There's more to the user experience than just what you see on the surface. If you cover a pile of shit with roses, it may hide it, but it's still gonna smell. Which really, is a terrible analogy, but you get the point.
Lesson 3: You're the expert, not the user. So own it.
This sounds like arrogance. It really boils down to time in the trench.
I guarantee that I spend way more time obsessing over the nuances of user experience and mentally griping about what works and what doesn't, and picking over people's analysis of interface and UX design. As a bonus, I build the stuff, so I kind of know how it works. It doesn't make me the best out there (there's always lots of folks who are better, blah, blah).

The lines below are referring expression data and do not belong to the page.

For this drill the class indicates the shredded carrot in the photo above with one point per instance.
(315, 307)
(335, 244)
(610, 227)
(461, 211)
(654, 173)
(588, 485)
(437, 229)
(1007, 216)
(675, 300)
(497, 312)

But it does mean I know a lot more about what makes a good user experience than someone who dinks around on Facebook, buys some pants at JCrew and pours through feeds a few hours a day.
Read Gladwell's book "Outliers" and you'll get what I mean. I'm well past the 10,000 hour point.
Okay, maybe that does sound a little like arrogance. But I spend a lot of time thinking about usage patterns and scenarios, and what they mean. I'm pretty sure Mr. CNN does not.
This made me nuts for years. I spent quite a few years keeping myself in check; trying to feel for the user, understand them, and anticipate what they needed. They're the user, after all. And I found myself annoyed a lot at feedback, and occasionally implemented things that really shouldn't have been implemented, cos I didn't want to bulldoze my way. Nine times out of ten it backfired. It's like a crack in the dam. Once it's there, it gets harder to stop the flow the wrong direction, and hard to get back to a dry riverbed.
Now, that doesn't mean you shouldn't give a crap about what your users think. You must have the ability to determine what's critical and what's not; what can be compromised and what can't to preserve integrity. You should identify and understand the root of the issues, figure out if it's a legitimate concern, and make a decision. Don't rely on the users for a solution, but understand and address their concerns if they have impact. You need to have passion and focus, and you need to trust your instincts. Understand you're not always right, but you should have conviction. Your conviction will translate to your user's conviction.
I've been lucky to work with very good people over the years, and it continues now. Even though it feels like I've been doing this a long time, I'm constantly learning from the folks around me. I'm still learning every situation is unique, to evolve how I do things, be open to new ideas, and stand up for my instincts.